I got a strange error message cannot use []feed literal (type []feed) as type []feed in field value
and after some fiddling and minimizing the source I figured out that this situation seems to produce the error:
type user struct {
Feeds []feed
}
type feed struct{}
func fn() {
type user struct {
Feeds []feed // seems to refer to the outer feed type
}
type feed struct{}
_ = user{
// "cannot use []feed literal (type []feed) as type []feed in field value"
Feeds: []feed{},
}
}
http://play.golang.org/p/gNIGhPwAgl
Is this the intended behaviour or a bug? I've spend some time reading the language specification but can't find anything explicitly stating how type declaration order in scopes should work. It's a bit unintuitive that order does not matter in the outer scope but does in the inner.
This is so by the language spec.
Quoting the relevant part: Declarations and scope:
The scope of a type identifier declared inside a function begins at the identifier in the TypeSpec and ends at the end of the innermost containing block.

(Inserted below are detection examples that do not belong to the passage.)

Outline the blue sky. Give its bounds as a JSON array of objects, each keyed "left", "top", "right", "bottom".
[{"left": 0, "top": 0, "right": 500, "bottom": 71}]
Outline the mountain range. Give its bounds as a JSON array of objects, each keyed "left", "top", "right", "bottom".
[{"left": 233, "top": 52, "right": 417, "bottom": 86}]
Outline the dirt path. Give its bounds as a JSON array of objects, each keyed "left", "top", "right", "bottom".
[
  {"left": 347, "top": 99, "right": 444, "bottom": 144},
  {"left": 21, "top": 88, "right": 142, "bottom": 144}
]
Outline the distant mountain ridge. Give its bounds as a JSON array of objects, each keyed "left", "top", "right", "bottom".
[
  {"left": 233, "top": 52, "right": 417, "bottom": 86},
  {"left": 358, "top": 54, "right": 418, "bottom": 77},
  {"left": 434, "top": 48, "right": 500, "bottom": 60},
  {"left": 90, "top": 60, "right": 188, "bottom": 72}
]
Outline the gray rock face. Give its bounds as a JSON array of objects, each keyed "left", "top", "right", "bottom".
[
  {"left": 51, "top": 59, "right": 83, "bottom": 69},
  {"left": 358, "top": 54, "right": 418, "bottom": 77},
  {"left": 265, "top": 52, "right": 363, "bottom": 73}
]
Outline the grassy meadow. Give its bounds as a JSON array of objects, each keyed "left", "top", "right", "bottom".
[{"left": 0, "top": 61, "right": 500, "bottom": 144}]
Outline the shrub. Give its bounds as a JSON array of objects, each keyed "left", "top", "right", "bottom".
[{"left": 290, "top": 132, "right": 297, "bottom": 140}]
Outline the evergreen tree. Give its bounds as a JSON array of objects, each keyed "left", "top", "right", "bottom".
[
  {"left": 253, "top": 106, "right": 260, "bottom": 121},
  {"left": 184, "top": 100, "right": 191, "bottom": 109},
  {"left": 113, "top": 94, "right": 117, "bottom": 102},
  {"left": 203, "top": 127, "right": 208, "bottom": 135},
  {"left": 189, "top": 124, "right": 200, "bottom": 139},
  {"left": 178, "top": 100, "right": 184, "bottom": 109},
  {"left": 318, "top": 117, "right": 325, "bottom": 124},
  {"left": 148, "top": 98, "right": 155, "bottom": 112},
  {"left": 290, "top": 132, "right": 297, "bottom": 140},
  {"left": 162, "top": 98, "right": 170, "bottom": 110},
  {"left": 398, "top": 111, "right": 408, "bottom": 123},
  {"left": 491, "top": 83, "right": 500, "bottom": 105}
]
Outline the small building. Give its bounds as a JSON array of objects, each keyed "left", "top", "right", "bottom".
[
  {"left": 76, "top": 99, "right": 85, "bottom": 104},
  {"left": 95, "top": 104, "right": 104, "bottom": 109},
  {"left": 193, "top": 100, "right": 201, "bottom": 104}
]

Types declared inside a function are only in scope from the type identifier (being declared). Before that they are not.
type user struct {
Feeds []feed // This can only be the outer feed type
}
type feed struct{} // new feed type is in scope from this line
Found thread on golang-nuts list talking about this:
Briefly, this is because order of declaration matters inside a function but does not outside. At package scope, the symbols are declared in the order that satisfies their dependencies independent of their appearance on the page; inside a function, they are declared in lexical order. A moment's reflection will show why this inconsistency has merit, although it is, well, inconsistent.